Пожевав губами, Ольховский пробормотал:
— Ну, это уже слишком. — И откинулся на сиденье.
Шурка присвистнул.
— Ох да ни хуя себе… — протянул перегнувшийся Бохан, капая из носу на красный треугольничек у Большого театра.
Посовещались. Действительность превзошла их скромную мечту. Как часто бывает в военных верхах, им дали не тот приказ. Наказание должно было последовать как за невыполнение своего, так и за осведомленность о чужом. Выход?
«Слыхал я об этом… да не верил», — похлопал Ольховский по карте.
— Есть закон, — сказал Шурка. — Опасную информацию — сбрось. Тогда ты будешь уже никому не нужен.
— На телевидение надо, чтоб передали, — предложил Бохан.
Шурка захохотал. Ольховский поморщился.
— Извозчик! Гони в Думу!
— Точно! Там ор поднимут!
— Ксерокс надо снять на всякий случай!
— У них прямо там ксероксы должны быть.
— Вообще охренели — весь город взрывать…
У главного подъезда Думы в Охотном уже собралась обычная мелкая демонстрация — с парой невнятных лозунгов и неразборчивыми призывами. В дверях то и дело показывались два-три молодца в малиновых пиджаках: они выносили на руках очередного сопротивляющегося мужика. На «раз-два-три» его, качнув, по дуге пускали на тротуар.

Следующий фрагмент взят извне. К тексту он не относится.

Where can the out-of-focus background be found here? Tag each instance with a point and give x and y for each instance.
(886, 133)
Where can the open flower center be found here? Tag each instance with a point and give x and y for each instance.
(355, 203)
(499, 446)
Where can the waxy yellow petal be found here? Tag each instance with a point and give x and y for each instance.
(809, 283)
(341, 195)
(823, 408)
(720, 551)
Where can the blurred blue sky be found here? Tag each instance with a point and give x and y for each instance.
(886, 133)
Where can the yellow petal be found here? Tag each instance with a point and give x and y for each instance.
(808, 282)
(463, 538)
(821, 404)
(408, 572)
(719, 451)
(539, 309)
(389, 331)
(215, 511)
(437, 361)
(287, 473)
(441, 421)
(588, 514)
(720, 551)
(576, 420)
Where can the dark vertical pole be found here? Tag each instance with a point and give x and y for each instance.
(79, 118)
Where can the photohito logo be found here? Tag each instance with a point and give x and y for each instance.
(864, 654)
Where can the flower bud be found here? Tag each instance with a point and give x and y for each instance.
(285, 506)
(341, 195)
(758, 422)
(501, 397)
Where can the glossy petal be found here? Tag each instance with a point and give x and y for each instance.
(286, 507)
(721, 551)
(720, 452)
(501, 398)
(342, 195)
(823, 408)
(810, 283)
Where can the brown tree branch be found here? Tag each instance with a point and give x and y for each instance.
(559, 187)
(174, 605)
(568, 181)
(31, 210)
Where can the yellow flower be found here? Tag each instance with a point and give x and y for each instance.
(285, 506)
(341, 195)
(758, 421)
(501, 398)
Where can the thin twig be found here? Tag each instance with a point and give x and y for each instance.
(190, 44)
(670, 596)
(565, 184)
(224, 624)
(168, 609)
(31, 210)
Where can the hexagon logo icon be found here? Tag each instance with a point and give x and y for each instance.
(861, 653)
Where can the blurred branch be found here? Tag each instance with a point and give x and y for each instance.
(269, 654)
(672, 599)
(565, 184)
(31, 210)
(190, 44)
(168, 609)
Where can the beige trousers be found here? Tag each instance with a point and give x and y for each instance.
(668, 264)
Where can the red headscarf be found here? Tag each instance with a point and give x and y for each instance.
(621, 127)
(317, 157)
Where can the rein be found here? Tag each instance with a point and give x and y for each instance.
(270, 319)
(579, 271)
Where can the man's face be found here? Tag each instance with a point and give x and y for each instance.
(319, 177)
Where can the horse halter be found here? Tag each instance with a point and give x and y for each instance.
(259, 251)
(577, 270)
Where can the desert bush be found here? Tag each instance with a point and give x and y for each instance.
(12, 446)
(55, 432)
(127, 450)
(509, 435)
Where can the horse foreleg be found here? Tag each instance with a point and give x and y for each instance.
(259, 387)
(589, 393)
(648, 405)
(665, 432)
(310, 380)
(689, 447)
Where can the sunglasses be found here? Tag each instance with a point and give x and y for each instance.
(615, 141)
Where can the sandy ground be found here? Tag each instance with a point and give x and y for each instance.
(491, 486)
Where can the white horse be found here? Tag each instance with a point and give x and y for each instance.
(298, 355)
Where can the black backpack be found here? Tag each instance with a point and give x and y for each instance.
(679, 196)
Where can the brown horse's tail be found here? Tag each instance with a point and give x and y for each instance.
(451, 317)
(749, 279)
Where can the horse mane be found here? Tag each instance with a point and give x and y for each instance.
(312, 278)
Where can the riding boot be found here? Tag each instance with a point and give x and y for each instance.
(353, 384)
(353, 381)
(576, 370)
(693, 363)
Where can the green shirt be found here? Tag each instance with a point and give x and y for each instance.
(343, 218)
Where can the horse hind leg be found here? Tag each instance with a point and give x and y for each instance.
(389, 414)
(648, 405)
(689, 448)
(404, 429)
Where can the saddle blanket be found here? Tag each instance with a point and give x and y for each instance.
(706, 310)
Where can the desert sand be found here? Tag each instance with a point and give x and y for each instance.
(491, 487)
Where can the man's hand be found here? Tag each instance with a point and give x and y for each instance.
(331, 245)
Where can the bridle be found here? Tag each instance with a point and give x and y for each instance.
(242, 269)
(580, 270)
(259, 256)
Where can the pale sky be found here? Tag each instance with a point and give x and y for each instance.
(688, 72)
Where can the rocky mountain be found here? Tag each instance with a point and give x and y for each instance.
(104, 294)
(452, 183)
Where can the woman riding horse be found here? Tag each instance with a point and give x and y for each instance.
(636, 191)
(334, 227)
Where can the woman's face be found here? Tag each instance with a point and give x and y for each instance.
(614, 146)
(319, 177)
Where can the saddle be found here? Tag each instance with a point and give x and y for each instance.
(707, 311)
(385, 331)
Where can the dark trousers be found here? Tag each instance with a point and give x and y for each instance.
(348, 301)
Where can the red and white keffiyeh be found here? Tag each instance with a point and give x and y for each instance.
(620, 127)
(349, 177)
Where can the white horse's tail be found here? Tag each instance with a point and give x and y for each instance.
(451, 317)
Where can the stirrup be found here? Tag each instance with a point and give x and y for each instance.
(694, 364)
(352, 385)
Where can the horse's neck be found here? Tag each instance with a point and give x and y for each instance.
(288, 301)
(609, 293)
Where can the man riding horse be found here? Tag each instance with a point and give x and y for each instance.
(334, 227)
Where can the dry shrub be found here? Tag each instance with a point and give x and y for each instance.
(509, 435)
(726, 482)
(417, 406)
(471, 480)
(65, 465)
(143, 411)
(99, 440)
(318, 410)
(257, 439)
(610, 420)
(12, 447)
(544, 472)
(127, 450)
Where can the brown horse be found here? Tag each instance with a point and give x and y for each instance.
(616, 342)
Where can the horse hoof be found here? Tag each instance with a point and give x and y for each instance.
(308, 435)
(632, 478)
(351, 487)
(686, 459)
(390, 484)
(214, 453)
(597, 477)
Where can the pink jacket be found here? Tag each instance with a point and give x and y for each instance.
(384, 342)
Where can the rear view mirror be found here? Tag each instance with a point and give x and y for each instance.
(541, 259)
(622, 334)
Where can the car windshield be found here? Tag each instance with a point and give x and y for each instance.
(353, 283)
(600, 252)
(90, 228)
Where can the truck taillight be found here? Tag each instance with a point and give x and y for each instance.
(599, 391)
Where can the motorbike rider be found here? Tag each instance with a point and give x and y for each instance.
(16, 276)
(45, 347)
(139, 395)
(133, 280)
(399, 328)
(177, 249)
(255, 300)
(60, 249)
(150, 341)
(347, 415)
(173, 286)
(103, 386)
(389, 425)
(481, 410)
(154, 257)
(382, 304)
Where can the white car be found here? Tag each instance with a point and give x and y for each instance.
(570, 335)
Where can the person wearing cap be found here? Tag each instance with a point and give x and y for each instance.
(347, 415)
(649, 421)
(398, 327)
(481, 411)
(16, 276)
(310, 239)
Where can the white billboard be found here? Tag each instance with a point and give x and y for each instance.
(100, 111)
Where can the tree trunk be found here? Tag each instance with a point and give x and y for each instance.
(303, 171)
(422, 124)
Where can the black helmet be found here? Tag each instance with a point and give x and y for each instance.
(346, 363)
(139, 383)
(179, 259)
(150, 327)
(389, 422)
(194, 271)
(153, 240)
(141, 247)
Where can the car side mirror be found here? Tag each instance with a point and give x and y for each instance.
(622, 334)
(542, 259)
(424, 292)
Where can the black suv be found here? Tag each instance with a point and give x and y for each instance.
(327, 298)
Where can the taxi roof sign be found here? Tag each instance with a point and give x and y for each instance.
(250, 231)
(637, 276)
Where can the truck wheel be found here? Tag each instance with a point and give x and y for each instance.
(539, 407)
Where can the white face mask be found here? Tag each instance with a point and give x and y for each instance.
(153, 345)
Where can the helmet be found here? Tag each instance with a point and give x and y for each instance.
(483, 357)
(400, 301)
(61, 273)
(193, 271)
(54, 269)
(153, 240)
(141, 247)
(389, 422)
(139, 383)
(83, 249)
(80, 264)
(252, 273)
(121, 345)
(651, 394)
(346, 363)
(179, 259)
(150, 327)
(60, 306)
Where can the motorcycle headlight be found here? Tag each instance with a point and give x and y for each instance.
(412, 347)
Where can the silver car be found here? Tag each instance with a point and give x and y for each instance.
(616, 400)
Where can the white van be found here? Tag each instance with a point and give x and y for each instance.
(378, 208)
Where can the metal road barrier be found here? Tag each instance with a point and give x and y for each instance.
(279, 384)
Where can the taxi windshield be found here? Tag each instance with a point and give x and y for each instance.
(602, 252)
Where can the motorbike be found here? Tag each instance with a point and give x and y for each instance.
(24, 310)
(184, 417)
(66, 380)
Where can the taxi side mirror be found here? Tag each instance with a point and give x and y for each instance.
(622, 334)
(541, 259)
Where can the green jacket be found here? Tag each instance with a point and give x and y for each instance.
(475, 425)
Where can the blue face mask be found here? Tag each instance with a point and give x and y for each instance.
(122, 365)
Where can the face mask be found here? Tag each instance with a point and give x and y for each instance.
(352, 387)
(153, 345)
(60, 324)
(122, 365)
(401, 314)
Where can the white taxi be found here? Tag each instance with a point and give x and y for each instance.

Дрыгнув лаптями, мужик шлепался, поднимался, ощупывая поясницу, и отходил отряхиваться в сторону, освобождая посадочную площадку для следующего. Иногда мужик случался дороден, в расчищенных сапогах и с ухоженной бородой; такого обычно спускали тычком взашей и пинком, и он шлепался на брюхо, а ближайший из демонстрантов подавал ему откатившийся картуз.
— И это вы называете демократическими выборами! — не слишком громко, с опаской, выкрикивал худой мужик в рваном зипуне, с медным крестом поверх.
Рядом стояла шаланда, набитая узлами и фанерными чемоданами; на груде пожитков сиял пузатый самовар и мокла канарейка в клетке.
— Парламентские фракции делят комитеты государственной безопасности, — тоном экскурсовода прокомментировал извозчик. — Ничего, мы с бокового входа заедем.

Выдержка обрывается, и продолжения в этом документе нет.